Roxana emailed Alexander Wray, the town's bylaw manager, asking him why the officer was not following social distancing rules or wearing personal protective equipment. Wray told her that bylaw officers are allowed to break physical distancing rules to do their jobs but did not mention the PPE. A spokesman for the city said individual officers are able to decide whether they wear PPE.
In the email, Wray wrote, “The town has made it clear that only trails and pathways are open to be walked on” and officers have to enforce the bylaw “given a lack of compliance in the community.”
Tom Mraka, the Mayor of Aurora said it is not within his jurisdiction to rescind the ticket. He added that staff have been advised not to talk about the case in detail as the ticket has yet to be fought in court.
He admitted that having pathways open and the parks closed is “confusing.”
“My understanding is if you’re not on the walkway, then you’re in violation,” Mraka said. “We have hundreds of kilometres of trails that are still open, but we explain to residents, stick to pathways if possible. We also don’t encourage people to use pathways in the parks. If they have to go through them, they’re there and you won’t get ticketed if you’re on a pathway, but parks are closed.”
He added that people will not receive tickets when moving to the side to allow others to pass under provincial orders.
“If you’re going to walk through the park, it’s not to stand in the park,” he said. “How long does it take for someone to walk by and then you just jog back in?”
The Town of Aurora said, “parks and facilities have clear and visible signage indicating closures and an education campaign about the closures and provincial orders was done.”
The bylaw services in Aurora have had 3,133 interactions with people in parks, public spaces and sports fields. It has also had 171 formal complaints of physical distancing orders being broken, which have resulted in 61 charges.
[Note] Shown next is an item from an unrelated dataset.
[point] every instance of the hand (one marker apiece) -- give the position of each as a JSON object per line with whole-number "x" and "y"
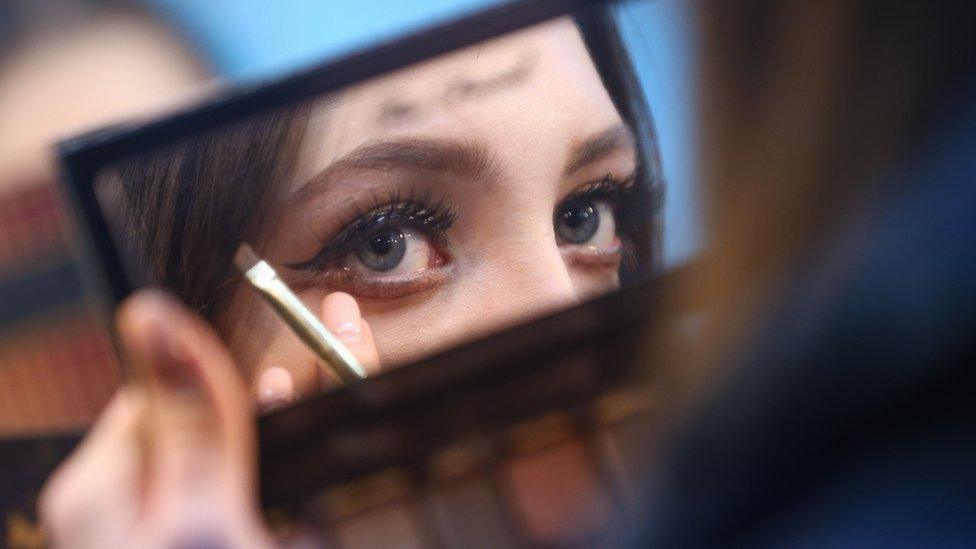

The Canadian Civil Liberties Association’s Michael Bryant said that "ticketing first, asking questions later” is a common problem during the pandemic.
“I think it’s a combination of general COVID anxiety (officers) are under and power-tripping, which arise from these new powers,” Bryant said. “There is an apprehension of abuse of process, if not political pressure put on them to ticket people, because mayors, councillors and cabinet ministers writing directly to the chief of police and bylaw officials about enforcement. This is not constitutionally kosher. Politicians cannot be directing police.”
Roxana said she wonders if officers are not being sufficiently trained.
“In a time when there’s a lot of tension, to scare people by randomly handing out tickets is absolutely inappropriate,” she said.
“This is fear-mongering at its finest. I was told I was still allowed to walk in the park but I guess that’s not absolutely true. I got a ticket for social distancing, minding my own business and having a dog. That was my crime.”